Em 2024, esses são os sites autorizados pelo TSE a hospedar campanhas de financiamento coletivo eleitoral

 

No entanto, Paula Vieira, do Lepem, pontua que partidos pequenos, com poucas cadeiras na Câmara dos Deputados, tendem a usar o financiamento coletivo como parte importante da estratégia de campanha. Já os partidos médios e grandes acionam a ferramenta sem a vincular diretamente ao sucesso da campanha, principalmente porque eles já têm capital político consolidado para agregar base eleitoral.

“Eles não precisam estar convencendo as bases eleitorais para participar de vaquinha. O PT, por exemplo, não se vincula tanto às bases eleitorais pelo financiamento”, analisa a pesquisadora. Por outro lado, partidos como o Psol tem a utilizado para alcançar mais eleitores.

“A vaquinha é um financiamento do projeto político, não da pessoa. O eleitor pode apoiar não apenas com o votos, mas viabilizando uma ampliação desses votos. Esse discurso da Adriana Gerônimo, por exemplo, é uma forma de agregar eleitores”, diz Paula.

Financiamento coletivo também pode ser um termômetro para as pré-candidaturas(Foto: Samuel Setubal)
Foto: Samuel Setubal Financiamento coletivo também pode ser um termômetro para as pré-candidaturas

É aqui que as diferenças entre os partidos são mais fortes. Enquanto a esquerda direciona o discurso do investimento em um projeto político objetivo, diretamente voltado para os grupos representados pelo candidato em questão (no caso de Adriana, mulheres, LGBT, negras e periféricas), a direita democrática o faz de maneira difusa.

“Ela não deixa tão marcado qual o seu projeto político. São mais palavras chaves: políticas para a juventude, para a saúde… Mas nada específico”, explica Paula. “Já a extrema-direita é mais objetiva”, ressalta.

 

 

Financiamento coletivo é estratégia para fortalecer base eleitoral

Mesmo que as vaquinhas virtuais não estejam entre as principais formas de doação de campanha — em 2022, apenas 1.730 dos candidatos (6% do total) usaram financiamento coletivo —, elas são um ótimo termômetro para o potencial do pré-candidato durante a pré-campanha.

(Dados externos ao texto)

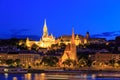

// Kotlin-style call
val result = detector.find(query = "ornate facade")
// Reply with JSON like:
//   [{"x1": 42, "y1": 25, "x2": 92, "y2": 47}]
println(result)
[
  {"x1": 26, "y1": 20, "x2": 55, "y2": 48},
  {"x1": 60, "y1": 30, "x2": 77, "y2": 66}
]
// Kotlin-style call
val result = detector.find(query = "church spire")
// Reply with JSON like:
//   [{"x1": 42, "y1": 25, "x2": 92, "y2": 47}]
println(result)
[
  {"x1": 71, "y1": 28, "x2": 75, "y2": 44},
  {"x1": 43, "y1": 19, "x2": 48, "y2": 37}
]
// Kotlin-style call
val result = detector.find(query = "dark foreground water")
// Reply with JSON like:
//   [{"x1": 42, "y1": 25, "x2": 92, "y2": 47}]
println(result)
[{"x1": 0, "y1": 73, "x2": 120, "y2": 80}]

“As vaquinhas virtuais têm uma perspectiva democrática, de alcance e visibilidade no meio digital, especialmente para candidatos que estão buscando pela primeira vez seu lugar ao sol na política”, dizem os pesquisadores Abradep, Amanda e Anderson.

Isso porque ter uma significativa mobilização nas doações está diretamente relacionado à projeção do resultado eleitoral: “Afinal, não faz sentido uma pessoa física doar e não apoiar aquele mesmo candidato”, diz Amanda.

Como o financiamento está autorizado desde 15 de maio, o alcance das metas e o grau de adesão de doadores podem guiar as estratégias e o marketing dos pré-candidatos. “Como o período da campanha eleitoral foi reduzido para 45 dias, a vaquinha faz com que o eleitor tenha uma noção antecipada dos candidatos ao pleito e suas propostas”, afirmam Amanda e Anderson. “Essa construção temporal é um fator importante e determinante para os candidatos mobilizarem seus eleitores.”